BioGRID (The Biological General Repository for Interaction Datasets) is another major open access PTM database. In addition to protein and genetic interactions, it also holds data on ∼726 000 phosphorylation sites in  ∼ 72 000 proteins, which were extracted from 4742 publications for 71 major model organisms (126).

PSP (PhosphoSitePlus) is an online resource for studying experimentally observed PTMs such as phosphorylation, ubiquitinylation and acetylation. PSP is comprised of ∼484 000 PTM sites for more than 7 PTM types from 26 species. However, the major amount of its data are extracted from human, mouse and rat (127).

The qPTM database contains 10 types of PTMs for ∼296 900 sites in more than 19 600 proteins under 661 conditions that are collected and integrated into a database (128).

Computational methods for predicting PTMs

Generally speaking, any computational method for predicting a specific type of PTM has four main steps: data gathering, feature extraction, learning the predictor and performance assessment. These steps have been schematically shown in Figure 6. In the following, these steps are described in detail.

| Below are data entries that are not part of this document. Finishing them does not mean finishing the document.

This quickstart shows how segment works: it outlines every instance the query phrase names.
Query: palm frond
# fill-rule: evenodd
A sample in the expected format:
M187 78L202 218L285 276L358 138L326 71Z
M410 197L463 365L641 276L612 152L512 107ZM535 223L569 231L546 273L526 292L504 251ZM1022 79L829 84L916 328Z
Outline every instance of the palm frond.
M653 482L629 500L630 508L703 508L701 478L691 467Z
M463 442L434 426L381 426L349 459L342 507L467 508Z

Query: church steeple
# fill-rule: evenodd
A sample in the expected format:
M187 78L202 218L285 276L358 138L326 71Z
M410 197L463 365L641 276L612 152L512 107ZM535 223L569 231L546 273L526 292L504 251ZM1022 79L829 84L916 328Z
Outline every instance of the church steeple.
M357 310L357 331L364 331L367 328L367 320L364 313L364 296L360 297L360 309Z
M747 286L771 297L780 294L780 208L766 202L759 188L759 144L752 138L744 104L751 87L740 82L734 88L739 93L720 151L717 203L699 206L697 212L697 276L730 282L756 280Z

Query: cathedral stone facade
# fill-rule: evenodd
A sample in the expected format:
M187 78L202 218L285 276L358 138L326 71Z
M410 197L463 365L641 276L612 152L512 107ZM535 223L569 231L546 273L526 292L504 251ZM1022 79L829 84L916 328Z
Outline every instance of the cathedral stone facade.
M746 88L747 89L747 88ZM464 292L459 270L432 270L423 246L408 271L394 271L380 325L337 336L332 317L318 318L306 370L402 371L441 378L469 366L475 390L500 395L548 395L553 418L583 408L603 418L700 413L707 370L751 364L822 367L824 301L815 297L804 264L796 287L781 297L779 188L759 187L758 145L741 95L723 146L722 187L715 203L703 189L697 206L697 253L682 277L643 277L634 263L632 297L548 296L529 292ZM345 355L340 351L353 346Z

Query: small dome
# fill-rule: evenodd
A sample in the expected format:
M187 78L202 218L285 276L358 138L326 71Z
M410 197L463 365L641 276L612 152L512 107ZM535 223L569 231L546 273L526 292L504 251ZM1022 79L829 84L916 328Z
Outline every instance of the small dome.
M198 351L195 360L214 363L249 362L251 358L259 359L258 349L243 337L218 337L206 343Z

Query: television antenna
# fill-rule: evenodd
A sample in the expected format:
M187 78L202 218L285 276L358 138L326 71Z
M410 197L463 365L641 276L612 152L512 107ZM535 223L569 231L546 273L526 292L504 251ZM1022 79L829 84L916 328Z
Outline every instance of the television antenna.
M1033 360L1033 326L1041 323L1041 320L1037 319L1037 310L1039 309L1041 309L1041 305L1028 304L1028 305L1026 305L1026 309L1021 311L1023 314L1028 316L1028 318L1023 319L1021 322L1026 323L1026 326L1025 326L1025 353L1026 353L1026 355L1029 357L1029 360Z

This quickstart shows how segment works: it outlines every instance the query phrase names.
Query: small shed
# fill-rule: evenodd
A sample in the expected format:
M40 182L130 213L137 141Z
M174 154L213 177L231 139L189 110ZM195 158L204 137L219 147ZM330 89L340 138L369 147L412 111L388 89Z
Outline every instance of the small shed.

Also, the related challenges and problems in each step are discussed as well.

A schematic flowchart to show how a predictor works for PTM prediction. (A) Data collection and dataset creation. (B) Feature selection. (C) Creating training and testing models. (D) Evaluation of the performance of the models.
Figure 6.

A schematic flowchart to show how a predictor works for PTM prediction. (A) Data collection and dataset creation. (B) Feature selection. (C) Creating training and testing models. (D) Evaluation of the performance of the models.

Data gathering

The first step of a PTM prediction method is gathering the data of proteins that undergo the PTM of interest, in order to assemble a valid dataset (Figure 6A). The final dataset must include both positive (polypeptide sequences having a target residue that has undergone PTM) and negative (polypeptide sequences having a target residue that has not been affected by PTM) samples in order to enable us to train a machine learning algorithm for predicting PTMs.

Positive data selection: almost all studies use the aforementioned databases (such as dbPTM or Uniprot) to gather the positive samples.

Negative data selection: selecting the negative dataset is the most challenging part of the data gathering step. There are three main strategies for selecting the negative dataset.

  1. A random set of proteins with an equal number of the positive set is selected. Then, those occurrences of the target residue that did not undergo the PTM are considered as the negative samples.

  2. The second strategy works like the first, but only those proteins are considered, to construct the negative dataset, that none of their target residues have undergone that specific PTM (based on experimental evidences).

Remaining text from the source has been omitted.